Namanga is a border town that has taken a long time to grow. Nevertheless, it is an active transit point for big business between Kenya and Tanzania. Heavy trucks ferrying goods from either country are a key feature here.
The town also receives heavy traffic from foreign tourists crossing to the Serengeti in Tanzania or coming to Kenya’s Amboseli or Maasai Mara or heading to Nairobi. It is an ideal rest point and a good place to restock depleted supplies.
Overlooking Namanga and towering over the immigration offices in the picturesque Oi-Doinyo Orok, or Black Mountain. A sacred mountain, it is sacred to the Maasai and a great site to gaze at as you wait for your travelling colleagues to be processed, in case you are travelling as a group.
Open 24 hours, the border post at Namanga supports a thriving business community that is dependent, to a large extent, on tourism, judging by the huge presence of fast-moving consumables and handicrafts. Here, you will come across vendors and shops dealing in fast foods, high energy drinks and snacks, bottled water and the like – just the kind of stuff a traveller needs for the road.
As you take all this in, you immediately grow aware of a sudden influx of Maasai women, clad in their signature Maasai shukas and adorned from head to toe in beautiful multi-coloured jewellery – a blend of the legendary bead and metalwork that is truly a sight to behold.
They have not just emerged out of nowhere for your viewing pleasure – not with babies strapped to their backs – they quickly unleash a collection of elegant Maasai handicrafts which they proceed to dangle in your face as they steal an occasional side glance or two, almost as if they are afraid of something.

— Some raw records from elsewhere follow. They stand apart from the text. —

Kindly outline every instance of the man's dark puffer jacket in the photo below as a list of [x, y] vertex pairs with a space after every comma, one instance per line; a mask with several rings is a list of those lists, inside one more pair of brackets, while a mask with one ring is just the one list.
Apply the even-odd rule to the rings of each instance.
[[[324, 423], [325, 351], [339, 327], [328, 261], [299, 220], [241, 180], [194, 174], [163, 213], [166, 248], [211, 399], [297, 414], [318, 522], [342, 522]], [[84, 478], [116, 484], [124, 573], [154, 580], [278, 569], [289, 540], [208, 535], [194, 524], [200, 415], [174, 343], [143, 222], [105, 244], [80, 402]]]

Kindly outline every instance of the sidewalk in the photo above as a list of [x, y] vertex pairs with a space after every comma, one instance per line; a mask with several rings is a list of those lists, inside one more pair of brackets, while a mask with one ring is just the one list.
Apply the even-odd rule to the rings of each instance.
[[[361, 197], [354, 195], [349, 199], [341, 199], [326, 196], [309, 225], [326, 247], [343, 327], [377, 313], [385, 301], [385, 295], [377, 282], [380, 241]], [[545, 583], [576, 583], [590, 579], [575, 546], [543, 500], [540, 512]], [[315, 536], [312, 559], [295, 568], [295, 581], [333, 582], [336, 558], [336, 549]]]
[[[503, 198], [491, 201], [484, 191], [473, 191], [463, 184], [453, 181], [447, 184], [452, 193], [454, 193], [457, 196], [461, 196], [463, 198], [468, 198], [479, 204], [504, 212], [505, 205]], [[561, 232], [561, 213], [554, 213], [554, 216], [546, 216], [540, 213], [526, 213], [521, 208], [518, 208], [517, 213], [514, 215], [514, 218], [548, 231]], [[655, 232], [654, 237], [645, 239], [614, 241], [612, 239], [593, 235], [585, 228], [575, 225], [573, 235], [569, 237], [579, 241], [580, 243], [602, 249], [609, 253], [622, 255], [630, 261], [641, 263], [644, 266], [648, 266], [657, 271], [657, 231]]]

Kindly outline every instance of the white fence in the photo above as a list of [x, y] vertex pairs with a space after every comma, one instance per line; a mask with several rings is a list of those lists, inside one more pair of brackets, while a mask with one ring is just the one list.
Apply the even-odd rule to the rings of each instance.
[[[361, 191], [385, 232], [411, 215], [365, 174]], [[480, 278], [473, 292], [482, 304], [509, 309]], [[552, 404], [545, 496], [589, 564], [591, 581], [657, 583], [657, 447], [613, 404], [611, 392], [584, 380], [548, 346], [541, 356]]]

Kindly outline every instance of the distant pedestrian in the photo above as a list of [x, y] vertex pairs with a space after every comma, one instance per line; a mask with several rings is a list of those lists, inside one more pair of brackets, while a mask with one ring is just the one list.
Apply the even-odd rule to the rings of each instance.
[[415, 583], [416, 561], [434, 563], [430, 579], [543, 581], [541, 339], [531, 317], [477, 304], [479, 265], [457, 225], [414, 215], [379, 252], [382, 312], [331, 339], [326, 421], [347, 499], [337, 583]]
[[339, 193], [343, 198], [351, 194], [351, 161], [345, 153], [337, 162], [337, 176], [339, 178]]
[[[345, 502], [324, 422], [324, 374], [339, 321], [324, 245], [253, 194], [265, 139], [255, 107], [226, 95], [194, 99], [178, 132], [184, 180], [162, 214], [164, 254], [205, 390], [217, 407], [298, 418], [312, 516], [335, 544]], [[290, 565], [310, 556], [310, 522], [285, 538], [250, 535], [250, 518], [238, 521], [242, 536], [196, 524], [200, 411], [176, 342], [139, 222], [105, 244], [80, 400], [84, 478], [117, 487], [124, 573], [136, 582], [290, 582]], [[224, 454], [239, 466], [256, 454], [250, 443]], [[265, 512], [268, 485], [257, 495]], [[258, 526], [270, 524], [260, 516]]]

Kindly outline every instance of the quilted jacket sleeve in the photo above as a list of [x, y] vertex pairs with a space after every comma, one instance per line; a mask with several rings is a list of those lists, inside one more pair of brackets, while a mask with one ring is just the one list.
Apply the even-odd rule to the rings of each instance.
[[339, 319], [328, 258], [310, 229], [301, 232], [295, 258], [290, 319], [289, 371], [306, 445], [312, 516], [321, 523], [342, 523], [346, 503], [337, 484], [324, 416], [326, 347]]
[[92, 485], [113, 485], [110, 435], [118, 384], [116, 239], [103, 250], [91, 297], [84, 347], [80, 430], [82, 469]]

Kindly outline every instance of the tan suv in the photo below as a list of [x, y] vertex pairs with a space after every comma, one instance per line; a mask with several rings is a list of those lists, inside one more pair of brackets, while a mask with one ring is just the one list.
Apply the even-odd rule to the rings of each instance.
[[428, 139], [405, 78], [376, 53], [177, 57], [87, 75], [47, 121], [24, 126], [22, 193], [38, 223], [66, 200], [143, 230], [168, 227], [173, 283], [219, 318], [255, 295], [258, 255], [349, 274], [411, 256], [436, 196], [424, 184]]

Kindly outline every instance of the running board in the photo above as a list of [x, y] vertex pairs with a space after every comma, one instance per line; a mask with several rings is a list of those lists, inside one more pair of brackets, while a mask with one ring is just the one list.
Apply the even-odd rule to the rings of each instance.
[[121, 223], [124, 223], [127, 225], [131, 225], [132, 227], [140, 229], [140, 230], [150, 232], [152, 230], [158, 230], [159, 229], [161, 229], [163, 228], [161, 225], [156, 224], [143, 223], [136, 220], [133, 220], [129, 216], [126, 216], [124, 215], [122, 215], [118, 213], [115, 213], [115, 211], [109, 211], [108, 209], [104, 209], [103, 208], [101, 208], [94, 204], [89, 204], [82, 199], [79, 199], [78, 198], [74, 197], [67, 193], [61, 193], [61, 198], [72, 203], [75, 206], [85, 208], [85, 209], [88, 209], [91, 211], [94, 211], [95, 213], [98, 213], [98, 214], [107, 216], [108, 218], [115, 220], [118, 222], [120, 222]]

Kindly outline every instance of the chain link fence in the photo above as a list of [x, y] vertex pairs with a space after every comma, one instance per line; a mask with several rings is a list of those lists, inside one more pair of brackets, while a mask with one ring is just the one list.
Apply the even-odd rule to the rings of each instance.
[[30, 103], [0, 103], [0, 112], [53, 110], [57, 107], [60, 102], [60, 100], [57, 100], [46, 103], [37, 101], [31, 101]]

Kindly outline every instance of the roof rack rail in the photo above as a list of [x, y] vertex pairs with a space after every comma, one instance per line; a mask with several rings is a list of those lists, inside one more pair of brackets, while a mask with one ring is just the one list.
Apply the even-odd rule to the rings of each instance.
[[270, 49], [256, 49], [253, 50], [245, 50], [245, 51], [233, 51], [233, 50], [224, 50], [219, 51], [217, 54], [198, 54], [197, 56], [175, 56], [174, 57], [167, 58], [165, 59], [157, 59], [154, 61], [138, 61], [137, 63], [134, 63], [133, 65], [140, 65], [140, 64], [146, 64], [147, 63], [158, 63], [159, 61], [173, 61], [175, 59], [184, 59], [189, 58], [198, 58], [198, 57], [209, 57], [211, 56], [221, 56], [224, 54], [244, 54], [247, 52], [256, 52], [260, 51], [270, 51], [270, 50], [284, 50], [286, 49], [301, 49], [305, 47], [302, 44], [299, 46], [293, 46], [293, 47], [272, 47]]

Then as suddenly as they arrived, they are soon all gone! You see an immigration officer brandishing a baton hard on their heels and you understand why. The handicraft selling business that happens outside the immigration offices, as travellers process their papers and others take the opportunity to do a bit of souvenir shopping, apparently, is not allowed and sometimes there are epic Tom and Jerry-type battles between the women and the immigration officers.
After a short while, they are back again and the cycle starts all over. Most of these women merchants never went to school but are at ease conversing in basic but refined English, some even in Italian, French and German.
They have taken the art of marketing to a new level. A woman may approach you with some nice handicraft and offers it to you for sale. If she realises you are not interested, she then pushes the item to you claiming it is a ‘special gift’ for the day.
Woe unto you if you think you have just won the lottery and you can just walk away because as soon as you accept the offer, the lady leaves and then spends the remainder of the time you are there systematically trailing you from a distance but making sure you notice her until you grow tired and pay her away.
This happened to me once. To cut a long story short, I settled my ‘debt’ but could not help wondering whether I had been a recipient of the most ingenious marketing strategy or the victim of pure unadulterated treachery. Whatever it was, I just hope someone can help them set up something more formal because I think they are amazing and deserve a better chance.
Money changers do roaring business here as well but be careful. Not all are well-intentioned. If you are not sure and have never done this before, you are better off changing your money at the forex bureaus nearby. There is one on the Tanzania side located in the same building where the immigration office is. I have never understood why the Kenyan side does not have a similar facility.